Nordson DAGE leads the way in X-ray inspection technology enabling fast and accurate non-destructive counterfeit detection within electronic components.
Acoustic Micro Imaging
Acoustic imaging complements X-ray techniques by providing information on different aspects of component integrity to help identify counterfeits. Nordson SONOSCAN’s advanced C-SAM® acoustic imaging technology transmits high frequency sound waves into the sample immersed in deionized water. Reflected sound waves help to accurately identify internal dimensions, cracks, voids, delaminations and interface quality issues that are characteristics of re-used components. A layer-by-layer analysis of material properties as well as material consistency and thickness help separate the real components from the imposters. Nordson SONOSCAN developed the first-ever commercially available acoustic microscope over 30 years ago and with its years of research and experience, can apply 25 specific assessments to help determine the authenticity of a wide variety of integrated circuits and other components.
Electrical testing can also be used to check a component’s performance against its published specification. This is done by analyzing the electrical characteristics of the component’s pins when submitted to a dynamic stimulus. The pin’s response is directly related to the component’s nature, internal structure and manufacturing processes. This provides a strong indication that the bond wire and die configuration within the component are the same as the master sample.
OEMs can protect their supply chain being contaminated with counterfeit electronic components by performing a range of test and inspection techniques.
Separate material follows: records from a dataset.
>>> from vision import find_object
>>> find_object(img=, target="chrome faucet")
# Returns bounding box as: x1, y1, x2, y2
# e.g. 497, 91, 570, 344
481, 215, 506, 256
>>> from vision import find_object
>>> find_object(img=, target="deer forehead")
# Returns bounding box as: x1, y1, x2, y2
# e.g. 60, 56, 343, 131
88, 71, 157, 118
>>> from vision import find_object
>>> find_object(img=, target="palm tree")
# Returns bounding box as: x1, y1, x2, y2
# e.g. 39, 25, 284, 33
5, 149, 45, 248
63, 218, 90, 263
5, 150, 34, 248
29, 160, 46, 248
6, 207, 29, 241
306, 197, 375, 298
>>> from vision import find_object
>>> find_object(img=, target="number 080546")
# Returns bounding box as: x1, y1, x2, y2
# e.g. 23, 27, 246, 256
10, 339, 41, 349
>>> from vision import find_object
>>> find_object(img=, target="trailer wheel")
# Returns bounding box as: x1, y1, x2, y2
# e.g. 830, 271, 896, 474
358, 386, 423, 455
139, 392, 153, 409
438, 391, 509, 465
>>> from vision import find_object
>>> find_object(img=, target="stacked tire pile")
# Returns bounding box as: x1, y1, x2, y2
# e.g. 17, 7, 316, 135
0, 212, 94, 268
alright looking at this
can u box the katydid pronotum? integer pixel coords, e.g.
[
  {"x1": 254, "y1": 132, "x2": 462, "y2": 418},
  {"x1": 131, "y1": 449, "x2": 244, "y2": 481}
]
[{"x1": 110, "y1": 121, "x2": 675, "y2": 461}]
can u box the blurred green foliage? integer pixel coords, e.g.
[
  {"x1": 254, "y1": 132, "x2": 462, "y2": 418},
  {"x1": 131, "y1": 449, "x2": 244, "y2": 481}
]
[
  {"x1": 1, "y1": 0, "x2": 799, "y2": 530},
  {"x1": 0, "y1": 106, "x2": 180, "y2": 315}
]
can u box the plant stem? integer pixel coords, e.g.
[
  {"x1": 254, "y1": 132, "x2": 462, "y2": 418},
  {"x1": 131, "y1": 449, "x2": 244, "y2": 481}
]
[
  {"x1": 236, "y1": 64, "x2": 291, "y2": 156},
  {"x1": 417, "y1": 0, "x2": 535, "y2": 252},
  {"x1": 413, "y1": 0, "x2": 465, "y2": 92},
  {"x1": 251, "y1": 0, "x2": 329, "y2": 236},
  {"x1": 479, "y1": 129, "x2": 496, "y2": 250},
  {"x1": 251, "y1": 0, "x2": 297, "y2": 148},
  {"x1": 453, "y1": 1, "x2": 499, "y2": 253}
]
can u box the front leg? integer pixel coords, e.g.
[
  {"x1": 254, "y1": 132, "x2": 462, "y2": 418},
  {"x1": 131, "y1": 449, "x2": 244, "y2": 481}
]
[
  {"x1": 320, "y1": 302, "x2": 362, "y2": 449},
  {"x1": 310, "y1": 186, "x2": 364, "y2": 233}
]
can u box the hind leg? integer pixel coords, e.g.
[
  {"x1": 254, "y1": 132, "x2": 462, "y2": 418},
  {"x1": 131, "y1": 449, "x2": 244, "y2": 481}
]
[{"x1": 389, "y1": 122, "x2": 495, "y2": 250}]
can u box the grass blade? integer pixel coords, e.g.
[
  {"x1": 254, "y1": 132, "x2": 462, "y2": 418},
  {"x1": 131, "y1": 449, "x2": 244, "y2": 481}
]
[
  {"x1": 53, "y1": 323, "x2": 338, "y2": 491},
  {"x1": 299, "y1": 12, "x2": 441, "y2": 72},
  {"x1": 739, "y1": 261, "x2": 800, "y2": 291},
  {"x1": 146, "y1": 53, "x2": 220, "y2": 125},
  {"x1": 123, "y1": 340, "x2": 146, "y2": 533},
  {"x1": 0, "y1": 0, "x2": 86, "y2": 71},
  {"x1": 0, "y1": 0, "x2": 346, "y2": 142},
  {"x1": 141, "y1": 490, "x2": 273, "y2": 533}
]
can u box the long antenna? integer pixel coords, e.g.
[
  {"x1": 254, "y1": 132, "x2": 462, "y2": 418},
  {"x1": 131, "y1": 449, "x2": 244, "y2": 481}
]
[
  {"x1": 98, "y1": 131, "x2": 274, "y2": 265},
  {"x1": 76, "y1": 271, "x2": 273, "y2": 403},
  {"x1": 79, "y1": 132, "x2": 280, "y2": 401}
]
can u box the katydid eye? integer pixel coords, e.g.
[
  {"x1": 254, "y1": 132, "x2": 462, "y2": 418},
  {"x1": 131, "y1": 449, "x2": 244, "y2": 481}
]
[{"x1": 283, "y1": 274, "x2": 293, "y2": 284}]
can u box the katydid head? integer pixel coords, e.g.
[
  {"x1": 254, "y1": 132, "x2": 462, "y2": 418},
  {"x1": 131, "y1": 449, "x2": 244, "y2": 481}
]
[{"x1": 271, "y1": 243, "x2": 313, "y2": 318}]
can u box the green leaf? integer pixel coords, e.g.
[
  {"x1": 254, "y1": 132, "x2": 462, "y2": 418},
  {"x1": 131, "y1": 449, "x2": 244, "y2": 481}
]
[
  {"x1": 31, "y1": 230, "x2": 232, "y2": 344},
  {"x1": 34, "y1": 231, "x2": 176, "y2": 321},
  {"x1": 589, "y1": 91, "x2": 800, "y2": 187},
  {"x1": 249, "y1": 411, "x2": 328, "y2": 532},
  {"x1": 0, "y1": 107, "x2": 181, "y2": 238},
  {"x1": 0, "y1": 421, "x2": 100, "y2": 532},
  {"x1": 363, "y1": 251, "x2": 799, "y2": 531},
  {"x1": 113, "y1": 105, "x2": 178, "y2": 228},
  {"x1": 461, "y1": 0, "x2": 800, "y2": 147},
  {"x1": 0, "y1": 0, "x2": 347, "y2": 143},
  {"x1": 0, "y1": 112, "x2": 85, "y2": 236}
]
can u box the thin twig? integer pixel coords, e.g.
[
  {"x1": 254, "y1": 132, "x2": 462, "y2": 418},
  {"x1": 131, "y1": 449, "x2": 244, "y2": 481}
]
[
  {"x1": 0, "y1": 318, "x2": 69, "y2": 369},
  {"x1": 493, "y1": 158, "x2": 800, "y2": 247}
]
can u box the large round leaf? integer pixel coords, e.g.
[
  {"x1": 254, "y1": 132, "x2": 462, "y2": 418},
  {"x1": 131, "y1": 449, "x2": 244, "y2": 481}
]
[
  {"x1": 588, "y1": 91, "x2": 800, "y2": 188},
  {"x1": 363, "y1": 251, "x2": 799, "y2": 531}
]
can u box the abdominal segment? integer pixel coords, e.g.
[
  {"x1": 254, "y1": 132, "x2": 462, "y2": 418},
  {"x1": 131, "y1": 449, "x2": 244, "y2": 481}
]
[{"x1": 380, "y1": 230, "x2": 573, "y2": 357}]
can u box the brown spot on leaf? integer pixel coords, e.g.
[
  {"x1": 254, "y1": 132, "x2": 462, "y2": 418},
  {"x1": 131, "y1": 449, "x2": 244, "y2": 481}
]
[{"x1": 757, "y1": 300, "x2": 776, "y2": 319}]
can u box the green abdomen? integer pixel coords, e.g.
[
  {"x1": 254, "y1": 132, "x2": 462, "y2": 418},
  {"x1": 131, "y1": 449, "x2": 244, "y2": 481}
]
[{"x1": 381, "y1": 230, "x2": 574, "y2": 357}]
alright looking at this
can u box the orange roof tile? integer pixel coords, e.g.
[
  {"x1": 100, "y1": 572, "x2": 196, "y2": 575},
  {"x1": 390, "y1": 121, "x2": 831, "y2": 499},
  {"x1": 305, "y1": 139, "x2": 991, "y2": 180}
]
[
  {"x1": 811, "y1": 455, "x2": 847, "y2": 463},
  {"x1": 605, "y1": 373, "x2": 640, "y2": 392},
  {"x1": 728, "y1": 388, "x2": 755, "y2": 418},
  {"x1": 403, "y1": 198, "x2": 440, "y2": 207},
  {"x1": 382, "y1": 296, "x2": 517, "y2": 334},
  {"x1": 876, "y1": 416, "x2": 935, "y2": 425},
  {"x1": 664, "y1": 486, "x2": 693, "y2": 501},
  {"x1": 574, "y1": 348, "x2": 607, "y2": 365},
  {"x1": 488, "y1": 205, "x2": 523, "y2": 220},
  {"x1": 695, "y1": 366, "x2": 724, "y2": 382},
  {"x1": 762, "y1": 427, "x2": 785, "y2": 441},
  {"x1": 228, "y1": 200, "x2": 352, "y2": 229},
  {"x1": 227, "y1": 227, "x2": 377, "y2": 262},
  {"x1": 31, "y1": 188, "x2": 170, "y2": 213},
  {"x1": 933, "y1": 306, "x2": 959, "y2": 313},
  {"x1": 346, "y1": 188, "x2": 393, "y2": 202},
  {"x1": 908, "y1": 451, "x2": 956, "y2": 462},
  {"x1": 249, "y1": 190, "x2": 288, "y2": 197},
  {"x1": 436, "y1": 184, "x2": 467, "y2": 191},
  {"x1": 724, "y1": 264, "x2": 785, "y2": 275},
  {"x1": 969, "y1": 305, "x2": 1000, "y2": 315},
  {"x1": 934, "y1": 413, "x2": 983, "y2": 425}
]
Each with their advantages, X-ray inspection enables the fast verification of the die and pin configuration without unpacking the parts, essential in capturing substandard parts before they can fail in the field. This is complemented with acoustic imaging and electric testing by providing information on different aspects of component integrity. Ultimately, it is critical that OEMs implement robust test and inspection methods to avoid risking user safety, reducing their profitability and the potential loss of their reputation with the presence of counterfeit components in their products.